Here is a transcript of today’s episode:
Speaker 1: Hey everybody, welcome in to this edition of Retirement Planning Redefined with John and Nick from PFG Private Wealth. And boy, guys, welcome into yet another week of bizarro world. What’s going on? How are you?
Mark: Hey everybody, welcome into this week’s edition of Retirement Planning Redefined with John and Nick of PFG Private Wealth. Here today again to talk some more about the, well the coronavirus, like we can’t not talk about it. It’s the only thing going on in the world it seems like. And we’re going to talk about retirement planning for this volatile market.
Mark: So guys, welcome in. How are you this week? I’ll start with Nick. How’s it going bud?
Nick: Oh pretty good. Just trying to be a voice of reason for people during this crazy time.
Mark: Are you doing your part, staying safe, staying home, all that good stuff?
Nick: Yep, I [crosstalk 00:00:32].
John: So let me jump in here. Nick’s been doing his social distancing for the last three years so he’s pretty good.
Mark: Good stuff. How about you John?
Nick: For at least three weeks, at least three weeks.
Mark: At least three weeks? Yeah.
Mark: How you doing John?
John: I’m good, I’m good. I’m more upbeat today. I feel rejuvenated. I’m ready to roll.
Mark: Well that’s good. And that’s tough, that’s a challenge we’re all going to face because a lot of us have been doing this for about three weeks already and we’re looking at another month going through April at the time we’re taping this. We’ve still got a few weeks to go, so we’ll see how it plays out. But there’s news every day, it’s changing all the time. So we’ll see how this plays out. But we thought it’d be worthwhile to at least go through some conversation about retirement planning through or during this volatile market. So let’s just kind of jump in and talk about the overall importance of a strategy. Nick, I mean we talked about it long before this downturn happened and more than ever I think that it benefits to work with an advisor because it’s a little bit easier some would say when markets are up and things are good and everything’s going swimmingly well, than it is during downturns. And if you don’t have that roadmap, it certainly can make things more cloudy.
Nick: Yeah, it’s been interesting. John and I both started in the industry in about ’06, ’07, so right at the kind of onset of the recession. And after we kind of got through that period of time, people were still afraid of it and what happened in that period of time for three, four, five, six, seven years. And since the markets have been going up for so long, planning has become more prevalent and people have understood that it’s an important thing to do. It seems like some have done it almost because, okay, well this is what we’re supposed to do, so we’re going to do it.

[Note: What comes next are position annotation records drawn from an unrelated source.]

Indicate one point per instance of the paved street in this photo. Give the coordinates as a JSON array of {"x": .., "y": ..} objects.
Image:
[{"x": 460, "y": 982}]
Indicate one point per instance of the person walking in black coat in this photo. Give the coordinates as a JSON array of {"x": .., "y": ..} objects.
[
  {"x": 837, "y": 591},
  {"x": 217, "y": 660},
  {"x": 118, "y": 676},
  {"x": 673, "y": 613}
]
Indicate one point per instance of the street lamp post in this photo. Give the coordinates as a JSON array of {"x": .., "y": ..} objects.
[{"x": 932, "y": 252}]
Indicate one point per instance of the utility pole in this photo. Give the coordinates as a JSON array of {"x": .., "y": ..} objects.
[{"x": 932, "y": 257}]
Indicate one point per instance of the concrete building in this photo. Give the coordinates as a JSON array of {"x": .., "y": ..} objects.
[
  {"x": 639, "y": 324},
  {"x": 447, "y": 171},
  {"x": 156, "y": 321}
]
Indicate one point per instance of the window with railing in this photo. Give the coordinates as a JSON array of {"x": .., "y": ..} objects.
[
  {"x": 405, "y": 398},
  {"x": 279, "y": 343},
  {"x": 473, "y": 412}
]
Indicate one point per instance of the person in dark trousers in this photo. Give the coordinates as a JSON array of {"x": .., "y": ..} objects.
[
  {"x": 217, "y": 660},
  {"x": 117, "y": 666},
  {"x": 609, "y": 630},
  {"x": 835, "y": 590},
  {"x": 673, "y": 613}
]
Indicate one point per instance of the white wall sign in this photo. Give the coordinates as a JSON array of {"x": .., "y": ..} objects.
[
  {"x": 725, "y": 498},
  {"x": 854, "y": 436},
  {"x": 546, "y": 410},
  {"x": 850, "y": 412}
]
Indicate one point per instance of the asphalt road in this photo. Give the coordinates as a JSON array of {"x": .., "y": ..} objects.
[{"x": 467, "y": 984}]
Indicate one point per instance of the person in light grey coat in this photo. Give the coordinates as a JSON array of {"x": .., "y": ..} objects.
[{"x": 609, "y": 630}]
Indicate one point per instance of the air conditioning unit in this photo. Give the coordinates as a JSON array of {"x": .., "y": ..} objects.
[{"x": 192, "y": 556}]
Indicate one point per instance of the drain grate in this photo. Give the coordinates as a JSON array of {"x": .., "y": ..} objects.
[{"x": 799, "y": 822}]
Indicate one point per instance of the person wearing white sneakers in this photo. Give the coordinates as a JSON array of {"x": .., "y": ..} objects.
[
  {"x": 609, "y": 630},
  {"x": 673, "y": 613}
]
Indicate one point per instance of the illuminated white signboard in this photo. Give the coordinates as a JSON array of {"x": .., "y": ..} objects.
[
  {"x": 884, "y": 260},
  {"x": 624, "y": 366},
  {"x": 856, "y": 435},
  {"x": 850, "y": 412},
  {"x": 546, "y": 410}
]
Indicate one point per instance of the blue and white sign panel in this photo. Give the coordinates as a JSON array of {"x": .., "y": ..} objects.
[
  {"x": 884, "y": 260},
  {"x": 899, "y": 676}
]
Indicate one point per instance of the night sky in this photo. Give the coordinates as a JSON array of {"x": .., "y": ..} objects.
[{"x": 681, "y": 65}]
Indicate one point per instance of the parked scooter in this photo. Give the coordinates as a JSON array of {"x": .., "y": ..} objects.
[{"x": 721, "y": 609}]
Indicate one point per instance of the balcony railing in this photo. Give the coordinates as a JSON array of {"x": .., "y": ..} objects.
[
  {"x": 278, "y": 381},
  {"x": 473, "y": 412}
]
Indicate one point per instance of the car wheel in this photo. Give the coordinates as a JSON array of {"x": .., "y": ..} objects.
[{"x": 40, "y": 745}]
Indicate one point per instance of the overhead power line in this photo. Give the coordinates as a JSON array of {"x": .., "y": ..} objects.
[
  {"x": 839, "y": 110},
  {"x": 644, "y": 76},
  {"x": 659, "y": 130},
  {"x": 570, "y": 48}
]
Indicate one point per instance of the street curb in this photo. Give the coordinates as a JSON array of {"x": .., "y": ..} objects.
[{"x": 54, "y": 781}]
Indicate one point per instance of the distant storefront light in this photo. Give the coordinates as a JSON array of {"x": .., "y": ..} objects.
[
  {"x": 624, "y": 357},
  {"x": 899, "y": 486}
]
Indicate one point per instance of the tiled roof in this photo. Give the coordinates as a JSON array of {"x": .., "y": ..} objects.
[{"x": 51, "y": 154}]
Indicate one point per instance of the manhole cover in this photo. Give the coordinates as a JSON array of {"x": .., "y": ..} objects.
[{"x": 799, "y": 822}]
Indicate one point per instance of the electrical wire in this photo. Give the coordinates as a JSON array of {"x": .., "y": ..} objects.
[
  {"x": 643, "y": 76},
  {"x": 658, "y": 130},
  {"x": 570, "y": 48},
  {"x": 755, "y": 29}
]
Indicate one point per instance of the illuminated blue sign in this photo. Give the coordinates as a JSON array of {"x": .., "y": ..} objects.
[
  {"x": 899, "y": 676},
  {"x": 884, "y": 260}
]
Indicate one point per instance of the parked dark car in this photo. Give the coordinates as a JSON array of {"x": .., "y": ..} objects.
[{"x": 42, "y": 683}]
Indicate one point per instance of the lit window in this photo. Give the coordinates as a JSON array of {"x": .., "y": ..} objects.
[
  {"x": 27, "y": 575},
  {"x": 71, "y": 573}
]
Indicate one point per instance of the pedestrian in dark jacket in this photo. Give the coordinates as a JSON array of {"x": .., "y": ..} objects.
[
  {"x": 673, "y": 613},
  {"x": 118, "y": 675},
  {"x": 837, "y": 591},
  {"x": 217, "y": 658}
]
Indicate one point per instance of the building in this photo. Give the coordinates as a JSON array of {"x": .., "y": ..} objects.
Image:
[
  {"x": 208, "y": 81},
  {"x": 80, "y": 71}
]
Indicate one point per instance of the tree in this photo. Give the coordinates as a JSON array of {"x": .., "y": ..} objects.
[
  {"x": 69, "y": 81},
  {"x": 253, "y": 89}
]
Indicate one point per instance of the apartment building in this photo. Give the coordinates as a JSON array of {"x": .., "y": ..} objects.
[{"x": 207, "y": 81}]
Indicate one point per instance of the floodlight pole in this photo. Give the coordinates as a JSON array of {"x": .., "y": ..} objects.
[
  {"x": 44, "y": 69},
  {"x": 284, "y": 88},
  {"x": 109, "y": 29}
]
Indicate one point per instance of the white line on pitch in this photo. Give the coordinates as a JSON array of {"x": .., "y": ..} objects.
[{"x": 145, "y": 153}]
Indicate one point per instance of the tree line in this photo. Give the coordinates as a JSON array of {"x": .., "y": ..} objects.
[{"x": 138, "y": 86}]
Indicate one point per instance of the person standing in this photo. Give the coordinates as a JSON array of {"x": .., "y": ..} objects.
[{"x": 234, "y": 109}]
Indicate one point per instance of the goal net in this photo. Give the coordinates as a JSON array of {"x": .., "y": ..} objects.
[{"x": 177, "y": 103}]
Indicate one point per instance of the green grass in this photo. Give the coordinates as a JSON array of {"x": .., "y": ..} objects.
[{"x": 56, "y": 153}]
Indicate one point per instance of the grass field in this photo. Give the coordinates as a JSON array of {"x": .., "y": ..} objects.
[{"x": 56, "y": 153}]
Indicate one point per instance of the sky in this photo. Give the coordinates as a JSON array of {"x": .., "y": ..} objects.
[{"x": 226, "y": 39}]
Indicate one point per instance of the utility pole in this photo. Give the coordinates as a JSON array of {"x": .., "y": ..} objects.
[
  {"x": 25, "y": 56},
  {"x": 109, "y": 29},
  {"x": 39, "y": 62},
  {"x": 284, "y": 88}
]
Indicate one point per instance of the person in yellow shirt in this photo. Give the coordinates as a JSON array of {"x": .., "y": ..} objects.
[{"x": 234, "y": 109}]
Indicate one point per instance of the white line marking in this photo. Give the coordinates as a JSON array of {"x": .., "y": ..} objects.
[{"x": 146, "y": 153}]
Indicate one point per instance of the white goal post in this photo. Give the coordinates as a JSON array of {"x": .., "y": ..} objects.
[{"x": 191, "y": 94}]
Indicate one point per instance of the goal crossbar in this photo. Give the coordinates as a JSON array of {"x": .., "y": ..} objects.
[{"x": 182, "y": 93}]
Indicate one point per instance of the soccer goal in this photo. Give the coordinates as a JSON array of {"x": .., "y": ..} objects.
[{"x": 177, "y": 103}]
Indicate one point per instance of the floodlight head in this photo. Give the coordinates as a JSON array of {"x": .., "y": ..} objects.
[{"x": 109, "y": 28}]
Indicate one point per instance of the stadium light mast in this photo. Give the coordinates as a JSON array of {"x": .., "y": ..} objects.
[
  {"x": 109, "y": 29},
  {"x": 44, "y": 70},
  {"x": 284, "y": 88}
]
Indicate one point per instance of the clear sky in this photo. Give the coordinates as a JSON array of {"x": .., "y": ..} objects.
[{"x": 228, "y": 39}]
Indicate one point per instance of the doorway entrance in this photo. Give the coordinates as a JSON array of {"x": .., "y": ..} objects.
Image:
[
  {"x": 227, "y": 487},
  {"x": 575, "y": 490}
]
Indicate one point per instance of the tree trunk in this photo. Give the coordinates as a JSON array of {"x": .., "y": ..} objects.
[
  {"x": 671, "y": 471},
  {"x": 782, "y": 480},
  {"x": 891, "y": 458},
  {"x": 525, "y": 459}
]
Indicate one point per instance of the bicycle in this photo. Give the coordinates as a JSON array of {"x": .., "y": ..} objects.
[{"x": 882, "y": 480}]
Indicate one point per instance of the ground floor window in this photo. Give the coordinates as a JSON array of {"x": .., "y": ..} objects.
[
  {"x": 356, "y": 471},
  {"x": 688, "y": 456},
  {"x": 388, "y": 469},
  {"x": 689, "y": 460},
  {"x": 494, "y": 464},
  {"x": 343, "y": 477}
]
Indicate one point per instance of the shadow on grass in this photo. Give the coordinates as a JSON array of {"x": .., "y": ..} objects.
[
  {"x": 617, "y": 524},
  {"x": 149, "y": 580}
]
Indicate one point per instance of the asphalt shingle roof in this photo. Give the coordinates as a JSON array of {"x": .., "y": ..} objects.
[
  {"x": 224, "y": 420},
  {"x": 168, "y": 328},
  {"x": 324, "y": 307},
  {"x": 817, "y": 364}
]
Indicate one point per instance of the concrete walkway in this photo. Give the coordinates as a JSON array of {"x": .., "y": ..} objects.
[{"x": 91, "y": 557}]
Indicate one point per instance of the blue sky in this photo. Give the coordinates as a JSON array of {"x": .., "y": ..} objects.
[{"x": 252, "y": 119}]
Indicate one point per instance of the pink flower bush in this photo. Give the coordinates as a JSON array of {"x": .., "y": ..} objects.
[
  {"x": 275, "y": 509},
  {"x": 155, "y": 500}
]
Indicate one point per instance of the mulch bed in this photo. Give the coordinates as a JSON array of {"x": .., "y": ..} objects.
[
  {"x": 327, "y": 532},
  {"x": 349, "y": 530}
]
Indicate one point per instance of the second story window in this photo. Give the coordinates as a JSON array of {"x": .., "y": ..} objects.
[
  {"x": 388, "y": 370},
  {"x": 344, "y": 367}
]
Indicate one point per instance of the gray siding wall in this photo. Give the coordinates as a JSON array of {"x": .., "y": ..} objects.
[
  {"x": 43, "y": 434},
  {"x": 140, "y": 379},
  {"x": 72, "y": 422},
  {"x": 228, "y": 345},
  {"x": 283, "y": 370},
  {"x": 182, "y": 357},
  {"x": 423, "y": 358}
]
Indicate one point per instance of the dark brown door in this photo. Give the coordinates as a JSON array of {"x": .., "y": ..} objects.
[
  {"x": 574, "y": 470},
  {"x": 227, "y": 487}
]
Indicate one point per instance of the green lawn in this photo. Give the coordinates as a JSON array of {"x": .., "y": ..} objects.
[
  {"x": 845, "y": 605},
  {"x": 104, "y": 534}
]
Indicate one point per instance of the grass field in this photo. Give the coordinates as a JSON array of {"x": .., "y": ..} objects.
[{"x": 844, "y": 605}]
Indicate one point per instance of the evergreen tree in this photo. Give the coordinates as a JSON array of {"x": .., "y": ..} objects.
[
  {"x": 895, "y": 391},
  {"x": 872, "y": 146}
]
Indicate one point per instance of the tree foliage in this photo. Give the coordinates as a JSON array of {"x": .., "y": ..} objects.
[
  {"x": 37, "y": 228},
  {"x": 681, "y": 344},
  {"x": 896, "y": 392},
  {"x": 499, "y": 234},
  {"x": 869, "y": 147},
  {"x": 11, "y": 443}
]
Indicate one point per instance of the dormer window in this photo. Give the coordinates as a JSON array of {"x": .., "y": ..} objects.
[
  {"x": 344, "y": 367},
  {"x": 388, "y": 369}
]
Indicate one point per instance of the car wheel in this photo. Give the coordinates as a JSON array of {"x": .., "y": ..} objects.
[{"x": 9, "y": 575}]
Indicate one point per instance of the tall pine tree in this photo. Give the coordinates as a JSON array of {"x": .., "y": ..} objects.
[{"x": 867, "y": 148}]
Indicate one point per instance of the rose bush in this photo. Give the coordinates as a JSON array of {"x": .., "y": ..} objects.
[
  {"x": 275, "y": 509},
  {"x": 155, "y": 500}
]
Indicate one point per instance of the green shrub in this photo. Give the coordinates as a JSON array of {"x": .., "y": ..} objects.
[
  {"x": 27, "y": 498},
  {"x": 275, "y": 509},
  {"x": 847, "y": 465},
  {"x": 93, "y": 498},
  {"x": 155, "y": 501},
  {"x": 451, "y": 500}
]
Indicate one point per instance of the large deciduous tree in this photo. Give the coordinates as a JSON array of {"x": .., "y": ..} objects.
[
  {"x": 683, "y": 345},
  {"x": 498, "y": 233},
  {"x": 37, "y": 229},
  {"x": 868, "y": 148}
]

Nick: And now the feedback that we’ve gotten from clients is that it’s really kind of clicked to them how important the planning is and how much peace of mind kind of re reviewing it and understanding parts that maybe they didn’t quite get when we first set up the plan or in the first couple of reviews, realizing the importance of the plan as we move through times like this after having kind of a smooth sailing decade really. So we can’t emphasize enough the importance of clarity and even just helping to avoid rash and unsmart decisions we can kind of put it that way. So the confidence level that we’ve seen for people that have a plan versus those that don’t, from the standpoint of we’ve been introduced to new clients and we’ve gotten referrals kind of through this period of time and it’s definitely a drastic difference.
Mark: Yeah, definitely.
Mark: Well John, let’s talk about some of the things that the plan determines. Let’s go through a few things to consider in there.
John: Yeah. We like to say the plan determines what type of investments you should be going into and what strategy within those investments. And that’s where Nick and I really try to focus on, “Hey, let’s get an understanding of what your needs and goals are. What are you trying to accomplish?” And once we determine that, secondary always comes the investments and one of the things that with the investments go, we try to curtail or develop a comprehensive strategy for each individual person because everyone’s different, everyone’s risk tolerance is different. But the plan really dictates how much risk you should be taking.
John: So we’ve had scenarios where basically we’re doing a plan and the person when we first meet they’re pretty aggressive and then when we do the plan it’s, “Hey your plan works very strong at four to 5% rate of return, so why are we taking all of this unnecessary risk?” So really when you do something like that, you could be putting more scenarios where failing happens in the plan because there was a pullback. So we really have the plan dictate how much risk you should be taking, which with our clients, if we see it working around four or 5%. Not that we just aim for that, but we kind of scale back on the risk we’re taking. Which I’ll tell you right now, some clients are appreciative of that strategy, of just saying, “Hey let me gear what I’m trying to aim for a rate of return based on my plan.”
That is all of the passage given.